Where did you get LGA1155 mini-ITX for $40 ($2000 * 0.02) with some sensible IvyBridge CPU?, RAM and so on?
The nice thing about second hand computer parts is that they work exactly as good, but cost a half to a third of the new one.
The new price came out to something about $80, the second hand price was between $30 and $50 per board (CPU, board, Fan, RAM)
I already had a bunch of PicoPSUs and DC-DC converters (the whole thing runs off a 24V bus i have) laying around, so that trims the cost as well.
CPUs are G1610, G2020, G2030, G1620 - low-end Celerons and Pentiums with 2 cores each and 2.6 to 3.0 GHz.
Core to core they are 1.5 times as fast as an i7 920 running at 2.6GHz, but the latter got 4 cores and HT, putting it ahead.
I wouldn't expect much raw computing power from your setup. It is cluster like, IO severely limited by the gigabit ethernet (!= InfiniBand) and it is CPU only.
Depends on the task.
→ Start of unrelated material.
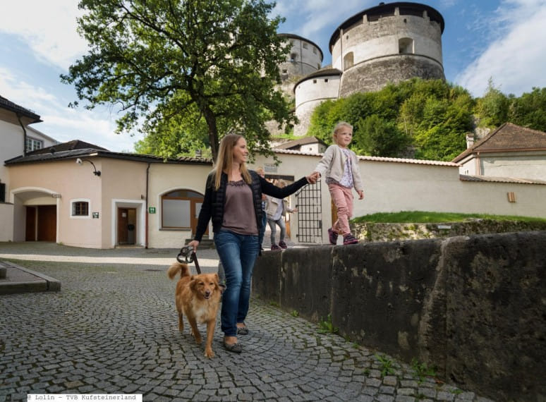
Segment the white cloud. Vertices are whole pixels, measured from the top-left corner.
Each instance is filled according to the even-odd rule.
[[[64,70],[87,50],[76,32],[78,0],[5,1],[0,31],[20,36],[37,57]]]
[[[505,94],[520,96],[546,87],[546,1],[510,0],[501,4],[491,21],[496,39],[456,81],[474,96],[483,96],[490,78]]]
Right now i do raytracing experiments on it, which needs about zero communications, and the speedup is 3.75x the i7 alone.
Another thing i tried is magnetic field computation, which is also a zero-communication task.
Naturally, such tasks can run a thousand times faster on a GPU, but the GPUs are somewhat awkward to program, have limits in complexity and data size, and don't come in small, low power consumption and low cost packages.
In the end, it's not intended to be something practical, but just a for fun experiment driven randomly.
If I might ask where did the boards come from?
A variety of local sources of the "garage sale" and "direct advertisement" kind.
The nettop is an unrelated thing i had for a while, which just fit neatly in the spare space.